Wednesday, September 24, 2008

Stranger in a Village - author's intention

What's Baldwin's intent of writing this essay:

Baldwin talks about how different the Europeans and Americans sees him as a black man. In a way he is sort of saying how Europeans are naive about what's going on with the racial issue in the US. I think Baldwin's intention of writing this essay was to criticize how white men treat the African Americans in the US. He was reinforcing how racial justice issue has always been a huge part of the history in earlier years. Yet, there was nothing the African Americans can do about these racial injustice problems.


Support:

The whole paragraph 14: "There is a dreadful abyss between the streets of this village and the streets of the city in which I was born, between the children who shout Neger! today and those who shouted Nigger! yesterday—the abyss is experience, the American experience. The syllable hurled behind me today expresses, above all, wonder: I am a stranger here. But I am not a stranger in America and the same syllable riding on the American air expresses the war my presence has occasioned in the American soul." explains that there is a difference between how people view him as a black man in this small European town and back in America. When a Swiss village kid called him Negger from the back, he didn't really feel anguish at all, but it certainly reminded him of how he was treated in America.
Paragraph 10 says "The rage of the disesteemed is personally fruitless, but it is also absolutely inevitable: this rage, so generally discounted, so little understood even among the people whose daily bread it is, is one of the things that makes history. Rage can only with difficulty, and never entirely, be brought under the domination of the intelligence and is therefore not susceptible to any arguments whatever."--- this supports how Baldwin feels in America. There is nothing he can do about the situation, but being hurt and furious.

4 comments:

Roxanne said...

You picked two of my favorite paragraphs. :D
Yeah, I think the racial issue in America was definitely an important point. This is kind of beside the point, but I wonder what the narrator's reason was to travel to the village...

Kassy said...

This was really good. I liked how you mentioned that Baldwin may be saying that Europeans are naive about racial issues.

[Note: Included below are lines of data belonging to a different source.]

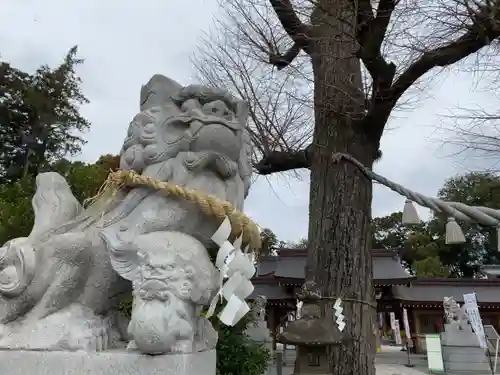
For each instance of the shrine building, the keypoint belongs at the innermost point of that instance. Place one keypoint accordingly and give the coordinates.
(278, 278)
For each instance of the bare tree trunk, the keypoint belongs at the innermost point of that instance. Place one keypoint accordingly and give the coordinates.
(339, 257)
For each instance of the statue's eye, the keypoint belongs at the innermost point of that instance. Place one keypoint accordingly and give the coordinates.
(190, 104)
(218, 108)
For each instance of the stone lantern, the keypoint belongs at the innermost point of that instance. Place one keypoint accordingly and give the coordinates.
(311, 334)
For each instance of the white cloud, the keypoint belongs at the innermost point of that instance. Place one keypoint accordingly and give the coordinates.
(124, 43)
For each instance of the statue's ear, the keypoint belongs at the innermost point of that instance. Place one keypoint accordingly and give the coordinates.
(158, 91)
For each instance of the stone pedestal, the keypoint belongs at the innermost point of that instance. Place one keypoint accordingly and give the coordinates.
(462, 353)
(18, 362)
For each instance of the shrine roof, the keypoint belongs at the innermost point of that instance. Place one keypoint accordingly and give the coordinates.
(290, 264)
(434, 289)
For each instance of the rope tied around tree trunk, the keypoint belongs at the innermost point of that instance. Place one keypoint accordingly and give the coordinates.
(210, 205)
(454, 210)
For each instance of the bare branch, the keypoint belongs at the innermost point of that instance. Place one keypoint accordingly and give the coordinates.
(284, 161)
(282, 61)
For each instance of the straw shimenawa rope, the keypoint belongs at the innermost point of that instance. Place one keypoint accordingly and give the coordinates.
(209, 204)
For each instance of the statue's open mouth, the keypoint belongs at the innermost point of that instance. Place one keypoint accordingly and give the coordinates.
(154, 283)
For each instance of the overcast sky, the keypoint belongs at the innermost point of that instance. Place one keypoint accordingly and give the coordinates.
(125, 42)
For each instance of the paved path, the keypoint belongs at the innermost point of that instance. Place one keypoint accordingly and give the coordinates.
(382, 369)
(397, 370)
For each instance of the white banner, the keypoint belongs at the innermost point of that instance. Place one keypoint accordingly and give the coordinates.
(407, 324)
(395, 328)
(470, 303)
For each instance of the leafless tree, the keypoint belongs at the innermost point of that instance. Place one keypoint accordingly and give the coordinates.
(356, 60)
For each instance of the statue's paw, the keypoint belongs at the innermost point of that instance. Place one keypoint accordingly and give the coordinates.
(182, 346)
(132, 346)
(100, 339)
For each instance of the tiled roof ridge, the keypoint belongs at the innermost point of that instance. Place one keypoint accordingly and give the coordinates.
(299, 253)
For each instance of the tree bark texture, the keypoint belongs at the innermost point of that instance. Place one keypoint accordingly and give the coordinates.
(339, 257)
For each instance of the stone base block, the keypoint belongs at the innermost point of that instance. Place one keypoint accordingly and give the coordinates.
(463, 360)
(18, 362)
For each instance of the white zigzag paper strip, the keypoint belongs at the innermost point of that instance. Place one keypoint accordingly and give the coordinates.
(235, 265)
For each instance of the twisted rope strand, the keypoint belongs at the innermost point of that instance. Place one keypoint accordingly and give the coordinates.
(460, 211)
(210, 205)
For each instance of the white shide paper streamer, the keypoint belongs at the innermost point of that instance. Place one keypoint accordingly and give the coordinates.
(338, 313)
(235, 265)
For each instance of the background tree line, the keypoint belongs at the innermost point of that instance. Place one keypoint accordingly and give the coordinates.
(422, 247)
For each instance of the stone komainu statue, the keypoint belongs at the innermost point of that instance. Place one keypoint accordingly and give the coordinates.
(60, 286)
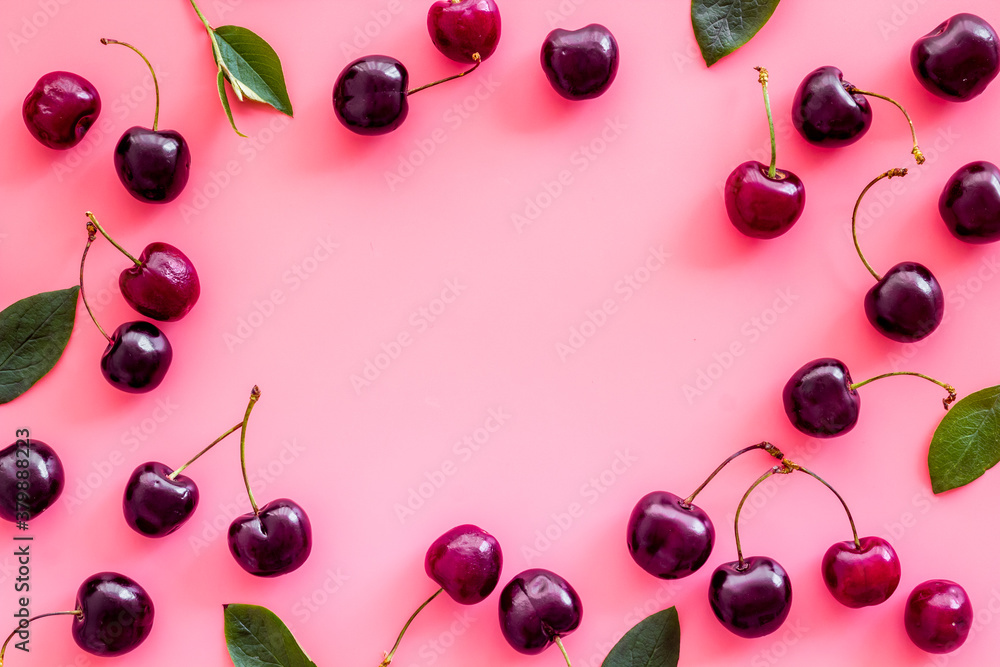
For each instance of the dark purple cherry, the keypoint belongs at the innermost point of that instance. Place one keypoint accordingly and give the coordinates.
(537, 608)
(60, 109)
(958, 59)
(861, 576)
(117, 615)
(461, 28)
(668, 538)
(938, 616)
(275, 540)
(156, 504)
(31, 479)
(970, 203)
(752, 599)
(466, 562)
(580, 64)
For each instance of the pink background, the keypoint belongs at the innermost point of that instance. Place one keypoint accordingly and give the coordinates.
(312, 263)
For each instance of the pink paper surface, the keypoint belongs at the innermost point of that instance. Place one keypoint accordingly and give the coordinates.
(514, 311)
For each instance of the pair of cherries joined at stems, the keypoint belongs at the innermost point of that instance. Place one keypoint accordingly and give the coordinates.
(670, 538)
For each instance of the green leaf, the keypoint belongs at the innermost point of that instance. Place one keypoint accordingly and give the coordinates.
(256, 637)
(654, 642)
(252, 67)
(33, 334)
(722, 26)
(967, 441)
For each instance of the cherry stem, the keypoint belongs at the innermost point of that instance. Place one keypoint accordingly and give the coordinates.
(388, 656)
(111, 240)
(558, 641)
(24, 623)
(254, 395)
(783, 469)
(197, 456)
(475, 56)
(947, 387)
(854, 216)
(156, 85)
(768, 447)
(763, 79)
(917, 154)
(91, 235)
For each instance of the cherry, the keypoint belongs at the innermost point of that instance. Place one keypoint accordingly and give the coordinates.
(537, 609)
(970, 203)
(958, 59)
(31, 479)
(938, 616)
(861, 573)
(580, 64)
(152, 164)
(162, 283)
(370, 96)
(60, 109)
(764, 202)
(462, 28)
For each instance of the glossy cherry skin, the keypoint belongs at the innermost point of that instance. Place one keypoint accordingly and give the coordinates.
(819, 400)
(274, 542)
(762, 207)
(155, 505)
(369, 97)
(970, 203)
(40, 469)
(907, 304)
(536, 607)
(938, 616)
(751, 602)
(580, 64)
(466, 562)
(861, 577)
(164, 286)
(153, 166)
(825, 114)
(117, 615)
(461, 28)
(958, 59)
(668, 539)
(60, 109)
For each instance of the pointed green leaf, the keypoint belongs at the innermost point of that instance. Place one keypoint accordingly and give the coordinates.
(252, 67)
(967, 441)
(33, 334)
(256, 637)
(654, 642)
(722, 26)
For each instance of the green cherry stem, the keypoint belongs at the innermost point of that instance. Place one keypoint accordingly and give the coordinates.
(125, 252)
(197, 456)
(24, 623)
(948, 400)
(475, 56)
(762, 78)
(854, 216)
(156, 85)
(388, 656)
(254, 395)
(917, 154)
(91, 235)
(766, 446)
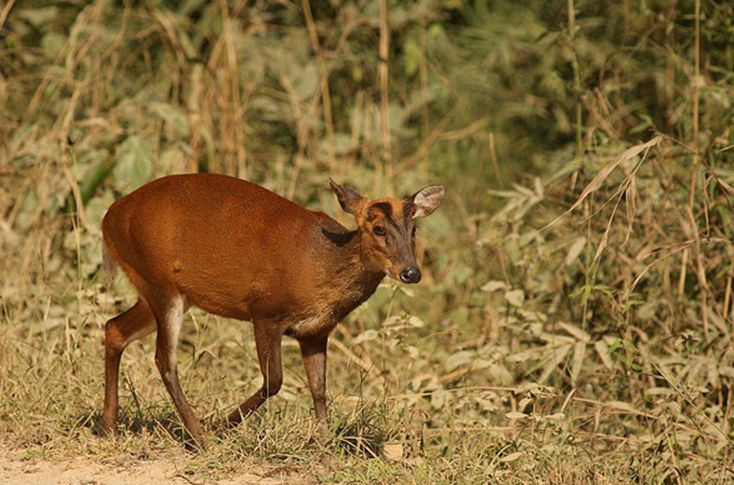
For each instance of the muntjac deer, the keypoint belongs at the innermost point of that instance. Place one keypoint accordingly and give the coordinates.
(237, 250)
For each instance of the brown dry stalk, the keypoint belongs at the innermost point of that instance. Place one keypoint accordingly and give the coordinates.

I agree about how he wrote this to criticize the treatment of blacks by Americans. And also how he feels like he can't do anything... "The rage of the disesteemed is fruitless." (I may have paraphrased?) I think he might be expressing his frustration with his situation, and in a way, hoping that Americans will learn that it is time for change.

Aled Lines said...

Very good, I thought that you're supporting quotations were well chosen to augment your central point. I thought that your main idea about European naivity and the difference between Europeans and Americans was also accurate.

Unknown said...

See, it totally shocks me when you even question whether you should be in AP, when you provide responses like that. Excellent reading of the text. I think your first sentence about how Europeans and Americans see black people differently based on Europe's lack of knowledge about racial circumstances in America is so insightful. Very nice job.